Sendo assim, independente da absolvição ou da crucificação, qualquer
cidadão que chegue ao final dessa via crucis merece uma
indenização moral, por demonstrar credulidade e perseverança em suas
convicções, mesmo quando todos os fatores lhes são absolutamente desfavoráveis
no alcance do seu direito. Enquanto o cidadão gasta o tempo e o dinheiro que
não tem nesse calvário, ganham juízes, servidores públicos, professores, médicos
e policiais os seus salários.
O STF tem plenas condições de tratar da questão com a profundidade que
ela merece, seja buscando sustentação na liberdade, na co-responsabilidade
constitucional da família ou nas lições do passado que não servem para os dias
de hoje. Não há de se impressionar com as falácias dos que trazem à tona crimes,
denúncias e outros abusos pretensamente cometidos quando, por meios próprios, os
pais querem assegurar a escolarização de qualidade aos seus filhos, pois essa
ressonância do senso comum - abstraída do massacre midiático dos meios de comunicação
que fazem do crime o seu sustento, aí se alimenta para tentar imprimir uma
visão autoritária da relação do Estado com a sociedade.

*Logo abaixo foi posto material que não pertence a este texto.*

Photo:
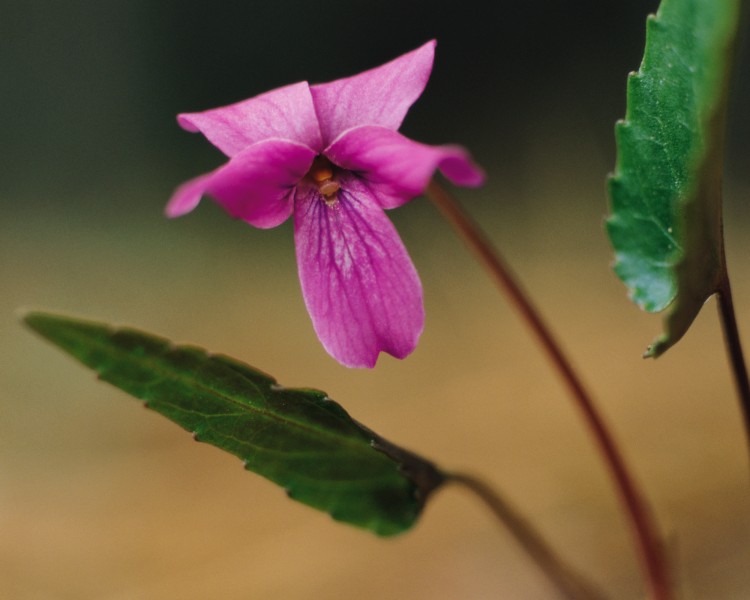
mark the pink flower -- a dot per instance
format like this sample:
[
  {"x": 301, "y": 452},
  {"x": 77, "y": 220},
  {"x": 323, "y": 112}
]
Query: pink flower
[{"x": 330, "y": 155}]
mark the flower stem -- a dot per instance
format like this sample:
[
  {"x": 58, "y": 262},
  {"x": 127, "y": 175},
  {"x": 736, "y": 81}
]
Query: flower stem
[
  {"x": 734, "y": 348},
  {"x": 654, "y": 562},
  {"x": 568, "y": 582}
]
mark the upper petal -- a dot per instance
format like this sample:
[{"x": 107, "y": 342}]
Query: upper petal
[
  {"x": 286, "y": 112},
  {"x": 256, "y": 185},
  {"x": 359, "y": 284},
  {"x": 397, "y": 168},
  {"x": 380, "y": 96}
]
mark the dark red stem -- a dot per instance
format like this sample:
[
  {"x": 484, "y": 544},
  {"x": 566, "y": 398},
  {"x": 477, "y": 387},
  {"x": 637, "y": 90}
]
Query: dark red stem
[{"x": 654, "y": 562}]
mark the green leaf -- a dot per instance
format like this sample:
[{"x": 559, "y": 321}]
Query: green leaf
[
  {"x": 666, "y": 225},
  {"x": 297, "y": 438}
]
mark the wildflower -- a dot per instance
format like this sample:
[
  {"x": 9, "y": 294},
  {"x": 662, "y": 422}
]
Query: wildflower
[{"x": 330, "y": 155}]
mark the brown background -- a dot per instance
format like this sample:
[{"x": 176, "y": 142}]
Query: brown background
[{"x": 102, "y": 499}]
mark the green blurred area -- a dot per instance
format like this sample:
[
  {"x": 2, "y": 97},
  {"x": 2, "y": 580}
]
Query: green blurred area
[{"x": 100, "y": 499}]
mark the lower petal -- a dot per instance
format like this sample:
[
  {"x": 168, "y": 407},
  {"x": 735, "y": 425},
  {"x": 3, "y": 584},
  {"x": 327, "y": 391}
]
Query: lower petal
[
  {"x": 400, "y": 168},
  {"x": 359, "y": 284}
]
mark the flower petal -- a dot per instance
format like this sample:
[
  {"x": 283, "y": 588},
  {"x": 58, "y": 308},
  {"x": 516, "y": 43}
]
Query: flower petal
[
  {"x": 286, "y": 112},
  {"x": 360, "y": 286},
  {"x": 397, "y": 168},
  {"x": 380, "y": 96},
  {"x": 256, "y": 185}
]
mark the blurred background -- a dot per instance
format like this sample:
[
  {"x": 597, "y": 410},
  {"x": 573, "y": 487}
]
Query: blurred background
[{"x": 101, "y": 499}]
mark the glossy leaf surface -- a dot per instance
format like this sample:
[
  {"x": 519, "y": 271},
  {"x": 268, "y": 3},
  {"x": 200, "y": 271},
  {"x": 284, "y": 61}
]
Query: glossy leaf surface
[
  {"x": 666, "y": 224},
  {"x": 297, "y": 438}
]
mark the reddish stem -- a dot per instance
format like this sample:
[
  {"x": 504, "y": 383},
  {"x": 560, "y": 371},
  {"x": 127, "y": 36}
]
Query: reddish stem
[{"x": 647, "y": 540}]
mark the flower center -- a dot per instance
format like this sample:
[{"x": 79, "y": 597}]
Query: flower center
[{"x": 321, "y": 173}]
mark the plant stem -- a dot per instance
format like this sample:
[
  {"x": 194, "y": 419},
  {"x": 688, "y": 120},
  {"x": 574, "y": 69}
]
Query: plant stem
[
  {"x": 648, "y": 542},
  {"x": 568, "y": 582},
  {"x": 734, "y": 348}
]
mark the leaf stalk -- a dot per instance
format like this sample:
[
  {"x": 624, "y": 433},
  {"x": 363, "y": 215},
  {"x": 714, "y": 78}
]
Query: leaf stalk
[
  {"x": 650, "y": 550},
  {"x": 570, "y": 584}
]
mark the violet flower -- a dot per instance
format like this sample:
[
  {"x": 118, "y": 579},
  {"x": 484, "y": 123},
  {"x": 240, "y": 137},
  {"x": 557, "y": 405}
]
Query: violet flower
[{"x": 330, "y": 155}]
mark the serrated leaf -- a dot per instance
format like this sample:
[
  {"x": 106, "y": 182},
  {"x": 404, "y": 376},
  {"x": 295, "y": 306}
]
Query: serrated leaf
[
  {"x": 297, "y": 438},
  {"x": 666, "y": 225}
]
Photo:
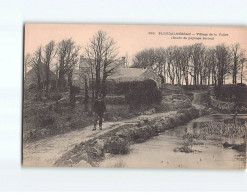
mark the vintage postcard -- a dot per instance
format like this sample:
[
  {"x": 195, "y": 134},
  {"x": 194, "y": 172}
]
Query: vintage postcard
[{"x": 134, "y": 96}]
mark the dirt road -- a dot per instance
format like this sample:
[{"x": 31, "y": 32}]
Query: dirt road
[{"x": 45, "y": 152}]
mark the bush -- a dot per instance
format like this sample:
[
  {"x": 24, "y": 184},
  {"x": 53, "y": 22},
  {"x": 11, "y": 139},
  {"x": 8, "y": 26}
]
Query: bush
[
  {"x": 120, "y": 99},
  {"x": 231, "y": 93},
  {"x": 145, "y": 93}
]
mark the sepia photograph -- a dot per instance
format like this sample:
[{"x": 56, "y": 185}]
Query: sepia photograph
[{"x": 134, "y": 96}]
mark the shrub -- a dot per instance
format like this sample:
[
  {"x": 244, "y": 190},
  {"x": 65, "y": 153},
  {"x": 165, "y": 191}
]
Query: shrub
[
  {"x": 232, "y": 93},
  {"x": 145, "y": 93},
  {"x": 120, "y": 99}
]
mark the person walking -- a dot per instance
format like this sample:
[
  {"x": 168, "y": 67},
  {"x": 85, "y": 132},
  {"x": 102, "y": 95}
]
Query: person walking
[{"x": 99, "y": 108}]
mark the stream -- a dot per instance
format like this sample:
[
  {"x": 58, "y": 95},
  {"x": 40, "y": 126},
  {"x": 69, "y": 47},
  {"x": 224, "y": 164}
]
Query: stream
[{"x": 158, "y": 152}]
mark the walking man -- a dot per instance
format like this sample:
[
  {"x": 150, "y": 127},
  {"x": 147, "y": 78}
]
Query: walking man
[{"x": 99, "y": 109}]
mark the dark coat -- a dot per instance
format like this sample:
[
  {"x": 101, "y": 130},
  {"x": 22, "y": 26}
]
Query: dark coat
[{"x": 99, "y": 106}]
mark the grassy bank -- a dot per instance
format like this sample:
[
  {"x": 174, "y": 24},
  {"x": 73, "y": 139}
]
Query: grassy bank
[{"x": 118, "y": 140}]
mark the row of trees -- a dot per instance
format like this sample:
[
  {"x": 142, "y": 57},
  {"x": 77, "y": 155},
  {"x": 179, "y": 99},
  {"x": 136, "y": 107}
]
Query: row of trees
[
  {"x": 101, "y": 54},
  {"x": 195, "y": 64}
]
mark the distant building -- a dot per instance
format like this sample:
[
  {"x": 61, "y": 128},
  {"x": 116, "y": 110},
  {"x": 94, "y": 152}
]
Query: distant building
[
  {"x": 120, "y": 74},
  {"x": 134, "y": 74},
  {"x": 31, "y": 79}
]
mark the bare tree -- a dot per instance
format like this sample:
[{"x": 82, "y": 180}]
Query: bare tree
[
  {"x": 237, "y": 53},
  {"x": 67, "y": 55},
  {"x": 36, "y": 65},
  {"x": 27, "y": 63},
  {"x": 223, "y": 62},
  {"x": 49, "y": 53},
  {"x": 243, "y": 65},
  {"x": 101, "y": 53},
  {"x": 170, "y": 54}
]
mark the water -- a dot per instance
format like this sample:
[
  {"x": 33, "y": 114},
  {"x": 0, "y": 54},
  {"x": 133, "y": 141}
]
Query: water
[{"x": 158, "y": 152}]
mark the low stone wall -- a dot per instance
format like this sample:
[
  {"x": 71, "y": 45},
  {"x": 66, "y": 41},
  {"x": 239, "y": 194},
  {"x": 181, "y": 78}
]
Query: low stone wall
[{"x": 118, "y": 140}]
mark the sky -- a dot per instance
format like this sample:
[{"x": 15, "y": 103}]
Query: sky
[{"x": 132, "y": 38}]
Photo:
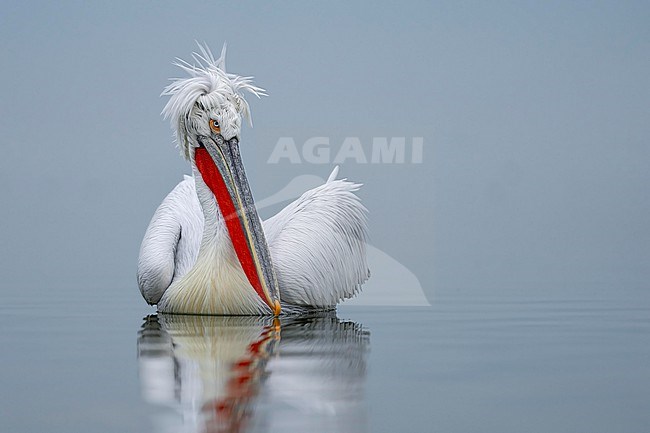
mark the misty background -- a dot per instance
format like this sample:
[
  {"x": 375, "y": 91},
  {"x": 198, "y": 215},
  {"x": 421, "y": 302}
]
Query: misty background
[{"x": 534, "y": 118}]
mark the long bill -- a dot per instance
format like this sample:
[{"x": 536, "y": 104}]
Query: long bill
[{"x": 219, "y": 162}]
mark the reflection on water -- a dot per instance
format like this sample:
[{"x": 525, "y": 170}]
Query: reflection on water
[{"x": 245, "y": 374}]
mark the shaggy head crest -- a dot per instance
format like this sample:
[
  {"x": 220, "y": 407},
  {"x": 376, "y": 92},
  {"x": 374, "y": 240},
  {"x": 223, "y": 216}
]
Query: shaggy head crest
[{"x": 208, "y": 88}]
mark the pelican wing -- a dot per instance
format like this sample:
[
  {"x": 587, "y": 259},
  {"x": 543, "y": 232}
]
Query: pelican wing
[
  {"x": 171, "y": 242},
  {"x": 318, "y": 245}
]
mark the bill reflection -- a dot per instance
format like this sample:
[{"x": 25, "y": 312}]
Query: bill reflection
[{"x": 248, "y": 374}]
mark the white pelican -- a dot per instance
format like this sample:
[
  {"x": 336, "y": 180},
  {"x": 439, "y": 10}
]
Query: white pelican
[{"x": 206, "y": 251}]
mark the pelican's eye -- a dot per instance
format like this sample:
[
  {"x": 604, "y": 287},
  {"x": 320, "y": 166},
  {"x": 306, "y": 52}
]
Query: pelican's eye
[{"x": 214, "y": 125}]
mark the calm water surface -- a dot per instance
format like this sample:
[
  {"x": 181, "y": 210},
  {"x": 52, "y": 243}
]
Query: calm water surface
[{"x": 463, "y": 365}]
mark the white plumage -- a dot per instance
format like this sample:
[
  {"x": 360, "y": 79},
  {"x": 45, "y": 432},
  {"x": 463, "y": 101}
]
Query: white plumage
[{"x": 188, "y": 263}]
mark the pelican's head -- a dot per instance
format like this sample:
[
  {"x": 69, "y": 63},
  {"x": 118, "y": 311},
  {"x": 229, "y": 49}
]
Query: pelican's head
[
  {"x": 208, "y": 101},
  {"x": 206, "y": 109}
]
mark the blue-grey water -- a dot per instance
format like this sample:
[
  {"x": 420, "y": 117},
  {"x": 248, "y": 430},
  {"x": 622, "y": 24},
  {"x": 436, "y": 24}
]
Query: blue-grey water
[{"x": 489, "y": 365}]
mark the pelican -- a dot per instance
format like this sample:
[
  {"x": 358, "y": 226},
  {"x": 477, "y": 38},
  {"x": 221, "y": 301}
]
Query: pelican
[{"x": 206, "y": 250}]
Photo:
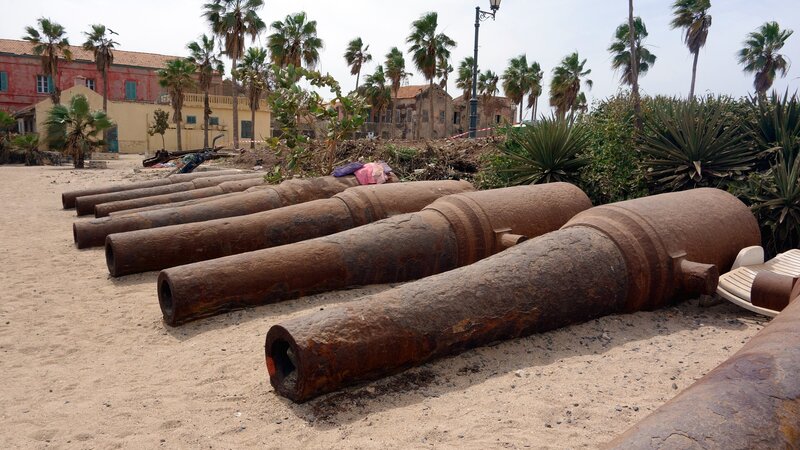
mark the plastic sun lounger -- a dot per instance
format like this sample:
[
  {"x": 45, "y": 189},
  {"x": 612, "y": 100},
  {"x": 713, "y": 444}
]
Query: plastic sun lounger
[{"x": 735, "y": 285}]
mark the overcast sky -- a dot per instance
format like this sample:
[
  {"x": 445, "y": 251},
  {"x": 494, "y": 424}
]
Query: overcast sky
[{"x": 545, "y": 30}]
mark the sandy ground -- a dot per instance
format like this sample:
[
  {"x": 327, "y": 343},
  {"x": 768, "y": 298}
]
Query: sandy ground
[{"x": 86, "y": 361}]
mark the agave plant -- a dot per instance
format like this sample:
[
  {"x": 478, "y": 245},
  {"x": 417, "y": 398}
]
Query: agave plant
[
  {"x": 548, "y": 151},
  {"x": 776, "y": 203},
  {"x": 690, "y": 144}
]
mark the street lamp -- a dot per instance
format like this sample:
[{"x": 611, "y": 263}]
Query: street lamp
[{"x": 480, "y": 16}]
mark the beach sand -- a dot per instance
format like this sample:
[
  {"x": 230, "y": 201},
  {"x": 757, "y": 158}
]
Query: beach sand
[{"x": 86, "y": 361}]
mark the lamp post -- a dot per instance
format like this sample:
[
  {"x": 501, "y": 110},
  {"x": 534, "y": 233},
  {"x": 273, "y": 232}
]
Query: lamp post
[{"x": 480, "y": 16}]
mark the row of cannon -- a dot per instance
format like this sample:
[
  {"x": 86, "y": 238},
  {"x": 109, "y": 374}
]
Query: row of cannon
[{"x": 489, "y": 266}]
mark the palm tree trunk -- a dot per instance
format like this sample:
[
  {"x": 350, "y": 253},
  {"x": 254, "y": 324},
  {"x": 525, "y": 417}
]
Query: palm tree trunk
[
  {"x": 253, "y": 128},
  {"x": 430, "y": 94},
  {"x": 637, "y": 104},
  {"x": 694, "y": 75},
  {"x": 206, "y": 109},
  {"x": 235, "y": 102}
]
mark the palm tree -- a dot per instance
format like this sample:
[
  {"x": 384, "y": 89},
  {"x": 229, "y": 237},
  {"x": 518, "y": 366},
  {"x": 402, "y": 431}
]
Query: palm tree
[
  {"x": 177, "y": 77},
  {"x": 760, "y": 55},
  {"x": 427, "y": 49},
  {"x": 252, "y": 73},
  {"x": 521, "y": 79},
  {"x": 487, "y": 89},
  {"x": 103, "y": 48},
  {"x": 203, "y": 55},
  {"x": 294, "y": 41},
  {"x": 565, "y": 88},
  {"x": 378, "y": 93},
  {"x": 356, "y": 55},
  {"x": 48, "y": 42},
  {"x": 621, "y": 54},
  {"x": 693, "y": 17},
  {"x": 231, "y": 20},
  {"x": 396, "y": 73},
  {"x": 464, "y": 78},
  {"x": 75, "y": 128}
]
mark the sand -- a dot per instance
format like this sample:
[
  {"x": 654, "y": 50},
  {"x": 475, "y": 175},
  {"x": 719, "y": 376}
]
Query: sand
[{"x": 86, "y": 361}]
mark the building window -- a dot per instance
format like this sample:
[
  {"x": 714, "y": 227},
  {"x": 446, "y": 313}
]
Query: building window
[
  {"x": 130, "y": 90},
  {"x": 44, "y": 84},
  {"x": 247, "y": 129}
]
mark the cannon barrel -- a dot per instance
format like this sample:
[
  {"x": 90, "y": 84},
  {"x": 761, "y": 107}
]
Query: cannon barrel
[
  {"x": 226, "y": 187},
  {"x": 751, "y": 400},
  {"x": 92, "y": 233},
  {"x": 453, "y": 231},
  {"x": 160, "y": 248},
  {"x": 68, "y": 198},
  {"x": 637, "y": 254},
  {"x": 86, "y": 204}
]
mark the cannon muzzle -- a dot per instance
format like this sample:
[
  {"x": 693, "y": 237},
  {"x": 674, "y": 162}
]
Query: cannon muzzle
[
  {"x": 160, "y": 248},
  {"x": 93, "y": 233},
  {"x": 637, "y": 254},
  {"x": 453, "y": 231},
  {"x": 68, "y": 198}
]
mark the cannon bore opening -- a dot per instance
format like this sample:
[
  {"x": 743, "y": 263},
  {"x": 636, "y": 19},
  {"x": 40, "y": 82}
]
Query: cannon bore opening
[{"x": 282, "y": 364}]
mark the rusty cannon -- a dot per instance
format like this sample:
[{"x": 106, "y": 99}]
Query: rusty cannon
[
  {"x": 751, "y": 400},
  {"x": 453, "y": 231},
  {"x": 160, "y": 248},
  {"x": 226, "y": 187},
  {"x": 68, "y": 198},
  {"x": 86, "y": 204},
  {"x": 92, "y": 233},
  {"x": 623, "y": 257}
]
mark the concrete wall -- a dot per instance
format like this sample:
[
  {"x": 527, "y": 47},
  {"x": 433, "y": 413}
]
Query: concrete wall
[{"x": 133, "y": 120}]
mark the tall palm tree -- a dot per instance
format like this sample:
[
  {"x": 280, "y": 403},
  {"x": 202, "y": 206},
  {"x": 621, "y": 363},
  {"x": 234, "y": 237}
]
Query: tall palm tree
[
  {"x": 464, "y": 77},
  {"x": 178, "y": 77},
  {"x": 76, "y": 128},
  {"x": 521, "y": 79},
  {"x": 621, "y": 53},
  {"x": 378, "y": 93},
  {"x": 427, "y": 49},
  {"x": 49, "y": 41},
  {"x": 203, "y": 54},
  {"x": 231, "y": 20},
  {"x": 294, "y": 41},
  {"x": 396, "y": 73},
  {"x": 102, "y": 46},
  {"x": 565, "y": 87},
  {"x": 356, "y": 55},
  {"x": 252, "y": 73},
  {"x": 693, "y": 17},
  {"x": 760, "y": 55}
]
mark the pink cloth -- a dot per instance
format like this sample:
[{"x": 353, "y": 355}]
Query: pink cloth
[{"x": 371, "y": 173}]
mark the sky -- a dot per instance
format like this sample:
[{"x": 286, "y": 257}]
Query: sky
[{"x": 544, "y": 30}]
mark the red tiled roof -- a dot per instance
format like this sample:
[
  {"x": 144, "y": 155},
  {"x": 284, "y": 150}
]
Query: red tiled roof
[{"x": 123, "y": 58}]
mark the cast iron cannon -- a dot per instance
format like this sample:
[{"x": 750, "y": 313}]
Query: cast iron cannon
[
  {"x": 453, "y": 231},
  {"x": 262, "y": 198},
  {"x": 163, "y": 247},
  {"x": 86, "y": 204},
  {"x": 623, "y": 257},
  {"x": 68, "y": 198}
]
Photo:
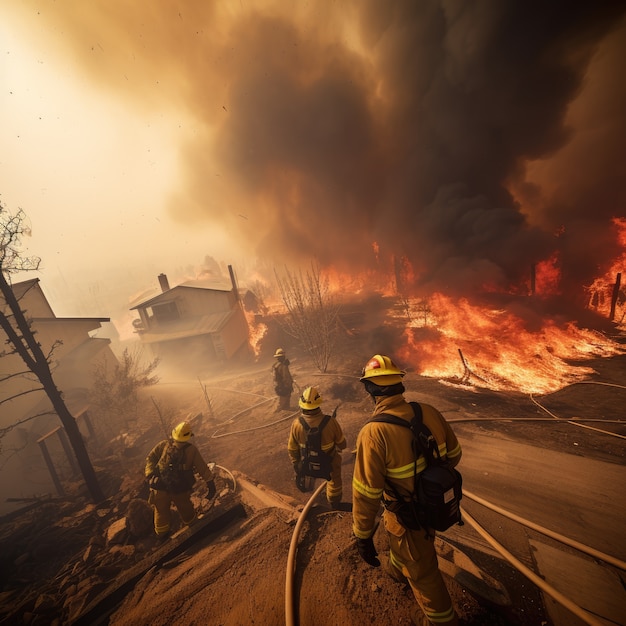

Cabe ao STF tirar os holofotes desses algozes do establishment que
não se dão conta de que suas práticas podem conduzir a um modelo de Estado que nega
direitos, subverte o papel da família ou, pior, facilita o fortalecimento do
modelo educacional robotizado, que retira o protagonismo da criança e do
adolescente no processo de ensino-aprendizagem.
Não cabe apenas ao Estado a responsabilidade da escolarização dos filhos.
Cabe a ele colocar-se a serviço dos cidadãos para que sejam capazes de manter
as bases da civilização que, acreditamos, sejam interativas, integrativas e
participativas no mundo de hoje. Se o Estado é pródigo em errar quando cumpre
suas responsabilidades, nada mais justo que assegurar, aos pais, o direito de
tentar oferecer o melhor para seus filhos.
Francisco Morbeck
Professor, Jornalista e Advogado
Glossário:
1 Establishment - ... Em sentido
depreciativo, designa uma elite social, econômica e política que exerce forte
controle sobre o conjunto da sociedade, funcionando como base dos poderes
estabelecidos. O termo se estende às instituições controladas pelas classes
dominantes, que decidem ou cujos interesses influem fortemente sobre decisões
políticas, econômicas, culturais, etc, e que portanto controlam, no seu próprio
interesse e segundo suas próprias concepções, as principais organizações
públicas e privadas de um país, em detrimento da maioria dos eleitores,
consumidores, pequenos acionistas etc.